Lordstown Motors Sinks on CEO Exit, Inaccurate Statements
(Bloomberg) — Lordstown Motors Corp. announced the abrupt departure of its two top executives and said its board found evidence of inaccurate statements, intensifying the turmoil for the electric-vehicle maker and onetime SPAC star.
Chief Executive Officer Steve Burns and Chief Financial Officer Julio Rodriguez have resigned from the company, effective immediately, the company said in a statement Monday. Burns declined to comment about his exit in a text message.
It is the latest setback for the company, which warned last week it might not have enough cash to fund development of its first truck or even survive the next 12 months if it can’t raise more capital. In March, the startup disclosed a Securities and Exchange Commission probe of its operations after a short seller said its technology was flawed and that preorders for its truck were nonbinding.
Shares of the company pared a drop of as much as 18% to trade down 15% to $9.69 as of 9:32 a.m. in New York. The stock is down about 52% this year.
Lordstown is one of a slew of electric-vehicle startups that have gone public through mergers with so-called special purpose acquisition companies, or SPACs, which have been controversial because they’ve made public companies out of young ventures with little in the way of revenue or commercially viable products. It combined with DiamondPeak Holdings in an October deal that netted Lordstown $675 million.
The company said in a separate statement that a board investigation concluded it had made misstatements about its vehicle preorders.
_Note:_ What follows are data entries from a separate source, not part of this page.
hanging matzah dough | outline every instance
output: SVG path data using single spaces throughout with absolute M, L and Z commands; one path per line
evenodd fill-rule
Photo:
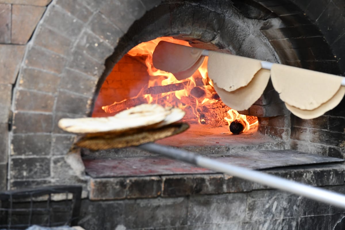
M 316 108 L 331 98 L 343 79 L 339 76 L 279 64 L 272 66 L 271 78 L 282 100 L 308 110 Z
M 200 62 L 203 50 L 161 41 L 156 46 L 152 55 L 153 66 L 173 74 L 184 71 L 194 66 L 198 61 Z
M 259 60 L 209 51 L 208 77 L 218 87 L 227 91 L 246 86 L 261 69 Z
M 345 95 L 345 87 L 340 87 L 335 95 L 326 103 L 312 110 L 301 109 L 285 103 L 287 109 L 295 115 L 303 119 L 311 119 L 319 117 L 337 106 Z
M 231 108 L 240 111 L 248 109 L 262 94 L 269 80 L 270 71 L 262 69 L 245 86 L 231 92 L 219 88 L 214 84 L 215 89 L 224 104 Z
M 58 126 L 65 131 L 76 133 L 121 132 L 159 123 L 171 111 L 159 105 L 142 104 L 112 117 L 63 118 Z
M 203 64 L 204 59 L 205 59 L 205 57 L 200 57 L 199 60 L 193 65 L 189 69 L 184 71 L 179 72 L 178 73 L 174 73 L 174 76 L 175 76 L 176 79 L 179 81 L 181 80 L 188 78 L 193 75 L 193 74 L 196 71 L 196 70 L 199 68 L 199 67 Z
The probe cited instances when the startup inaccurately claimed preorders came from commercial fleets, instead of from third party management companies or “influencers” that did not plan to purchase trucks directly.
It also found that some of the preorders were placed by ostensible buyers unlikely to have the resources to complete the orders or whose commitments were “too vague or infirm to be appropriately included in the total number of preorders disclosed.”
The board concluded other allegations made by short seller Hindenburg Research in March were “false and misleading” in many aspects.
Interim CEO Named
The company’s lead independent director, Angela Strand, has been named executive chairwoman, and she will oversee the company until a new CEO is identified. Becky Roof, who has previously served as an interim finance chief at other corporations, will do the same at Lordstown.
Short seller Hindenburg alleged that Burns had been forced out of his former company, electric-van maker Workhorse Group Inc. He left that company in 2019 and founded Lordstown. Burns denied Hindenburg’s allegations.
Burns’s abrupt departure and Lordstown’s finding that it made misstatements under his tenure are eerily similar to what transpired at Nikola Corp., another electric-vehicle startup that went public via a blank-check company. Nikola’s founder and CEO also stepped down after Hindenburg targeted the company for misleading investors, something the startup later confirmed.
Lordstown drew attention to itself when it acquired a shuttered General Motors Co. factory in Youngstown, Ohio, where it plans to manufacture its own vehicles. The move was lauded by President Donald Trump’s administration after he had promised to bring back work to the thousands of workers who lost jobs when the plant was closed in 2019.
The exit of Lordstown’s two top executives comes at a difficult time for the company as it attempts to transition from research and development into commercial production of its first model.
“We remain committed to delivering on our production and commercialization objectives, holding ourselves to the highest standards of operation and performance and creating value for shareholders,” Strand said in the statement.